Personale

Risarcimento al dipendente assunto a tempo determinato anche solo per accordo verbale

L’ indennizzo risarcitorio previsto dall’articolo 36 del Dlgs 30 marzo 2001 n. 165 (Testo Unico del pubblico impiego ), il quale risulta dovuto a fronte della costituzione di un contratto a tempo determinato o di altre forme di lavoro flessibile alle dipendenze della pubblica amministrazione in assenza delle prescritte condizioni vincolanti, si applica anche in caso di rapporto di lavoro a termine costituito in mancanza di forma scritta .
La Corte di cassazione ha reso questo principio con la sentenza n. 21065 depositata lo scorso 11 settembre, nella quale ha rimarcato che il risarcimento ai sensi dell’articolo 36 del Dlgs 165/2001 non deriva dalla mancata conversione del rapporto ope legis, che risulta esclusa nel pubblico impiego alla luce dei parametri costituzionali, ma dalla prestazione dell’attività in violazione di norme imperative sul reclutamento del personale.

La regola del testo unico
L’articolo 36 prevede, al riguardo, che la violazione delle norme imperative che riguardano l’assunzione, tra l’altro, dei lavoratori a termine da parte della pubblica amministrazione comporta il diritto del lavoratore al risarcimento del danno.

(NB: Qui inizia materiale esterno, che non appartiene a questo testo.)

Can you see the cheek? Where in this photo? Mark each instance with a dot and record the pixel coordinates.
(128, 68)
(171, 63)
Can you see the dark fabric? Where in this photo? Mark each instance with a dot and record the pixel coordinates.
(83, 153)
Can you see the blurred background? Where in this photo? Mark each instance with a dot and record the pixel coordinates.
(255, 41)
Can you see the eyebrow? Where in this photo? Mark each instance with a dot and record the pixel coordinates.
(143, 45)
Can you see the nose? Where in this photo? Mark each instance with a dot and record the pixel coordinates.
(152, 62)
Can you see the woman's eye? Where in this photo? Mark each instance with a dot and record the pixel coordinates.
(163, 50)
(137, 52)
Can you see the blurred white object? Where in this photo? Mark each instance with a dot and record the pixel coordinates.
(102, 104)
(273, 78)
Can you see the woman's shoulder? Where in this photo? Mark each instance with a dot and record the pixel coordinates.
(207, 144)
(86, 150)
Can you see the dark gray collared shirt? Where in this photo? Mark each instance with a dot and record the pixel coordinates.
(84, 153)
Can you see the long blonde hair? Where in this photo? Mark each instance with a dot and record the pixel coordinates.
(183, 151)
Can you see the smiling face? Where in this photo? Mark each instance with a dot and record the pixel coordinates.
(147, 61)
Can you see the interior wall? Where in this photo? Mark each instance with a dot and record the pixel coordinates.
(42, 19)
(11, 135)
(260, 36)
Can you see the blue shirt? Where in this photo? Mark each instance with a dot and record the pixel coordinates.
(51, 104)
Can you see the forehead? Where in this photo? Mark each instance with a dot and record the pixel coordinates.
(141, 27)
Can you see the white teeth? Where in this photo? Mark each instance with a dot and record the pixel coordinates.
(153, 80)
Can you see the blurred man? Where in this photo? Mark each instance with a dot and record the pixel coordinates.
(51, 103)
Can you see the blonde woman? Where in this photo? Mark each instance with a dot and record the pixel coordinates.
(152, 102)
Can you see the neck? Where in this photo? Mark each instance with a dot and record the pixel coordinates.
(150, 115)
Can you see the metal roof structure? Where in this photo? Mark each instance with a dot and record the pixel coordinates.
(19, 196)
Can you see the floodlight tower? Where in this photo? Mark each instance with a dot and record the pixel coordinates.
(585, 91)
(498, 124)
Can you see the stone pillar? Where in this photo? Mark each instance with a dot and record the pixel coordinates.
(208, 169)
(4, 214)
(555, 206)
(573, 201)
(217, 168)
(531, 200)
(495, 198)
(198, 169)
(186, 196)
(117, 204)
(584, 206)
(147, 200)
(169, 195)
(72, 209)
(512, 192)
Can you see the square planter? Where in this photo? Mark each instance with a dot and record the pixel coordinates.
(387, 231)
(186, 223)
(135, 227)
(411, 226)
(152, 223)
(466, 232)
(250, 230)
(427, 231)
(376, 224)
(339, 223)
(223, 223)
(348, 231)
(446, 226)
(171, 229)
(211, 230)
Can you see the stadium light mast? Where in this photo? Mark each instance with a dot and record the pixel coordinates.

Facendo applicazione di questa disposizione di legge, la quale costituisce uno dei tratti distintivi rispetto ai rapporti di lavoro privato - nei quali, a fronte di un contratto a termine irregolare, si sarebbe prodotta la conversione a tempo indeterminato del rapporto - la Cassazione rimarca che il danno risarcibile ai sensi dell’articolo 36 del Testo Unico del pubblico impiego deriva dalla prestazione dell’attività lavorativa in spregio alle norme sull’assunzione e sull’impiego dei lavoratori nella pubblica amministrazione.
Né l’indennizzo previsto dall’articolo 36 risulta precluso alla luce del fatto che la prestazione lavorativa era stata svolta senza che fosse stato stipulato un contratto scritto tra le parti, in quanto ad avviso della Cassazione il risarcimento previsto dalla norma del Testo Unico si aggiunge alla tutela offerta dall’articolo 2126 del Codice civile sulla retribuzione delle prestazioni di fatto svolte dal lavoratore.

Il caso
Il caso sottoposto alla Corte era relativo al rapporto di lavoro intercorso per 18 mesi tra un Ordine territoriale degli avvocati e una lavoratrice assunta, ma senza formalizzazione per iscritto del contratto, in sostituzione di un dipendente assente con diritto alla conservazione del posto. La Corte d’appello, confermando l’esito del giudizio di primo grado, aveva dichiarato la nullità del contratto di lavoro per mancanza di forma scritta e condannato l’Ordine degli avvocati a versare, in aggiunta alla retribuzione per le prestazioni svolte, un indennizzo risarcitorio in misura pari a 6 mensilità della retribuzione.
L’Ordine degli avvocati è ricorso per Cassazione sul presupposto che in caso di contratto privo di forma scritta l’unica tutela applicabile risiede nel versamento della retribuzione per la prestazione resa in via di fatto ai sensi dell’articolo 2126 del Codice civile, laddove risulterebbe inibita la tutela prevista dall’articolo 36 del Testo Unico per essere quest’ultima inapplicabile ad un rapporto inesistente per mancanza della forma scritta.

La decisione
I giudici di legittimità bocciano questa interpretazione e ribadiscono che la tutela risarcitoria ex articolo 36 è prevista anche per i rapporti a tempo determinato costituiti in assenza di forma scritta, posto che anche in questo caso si realizza una violazione delle norme sul pubblico impiego in materia di reclutamento del personale con forme di lavoro flessibile.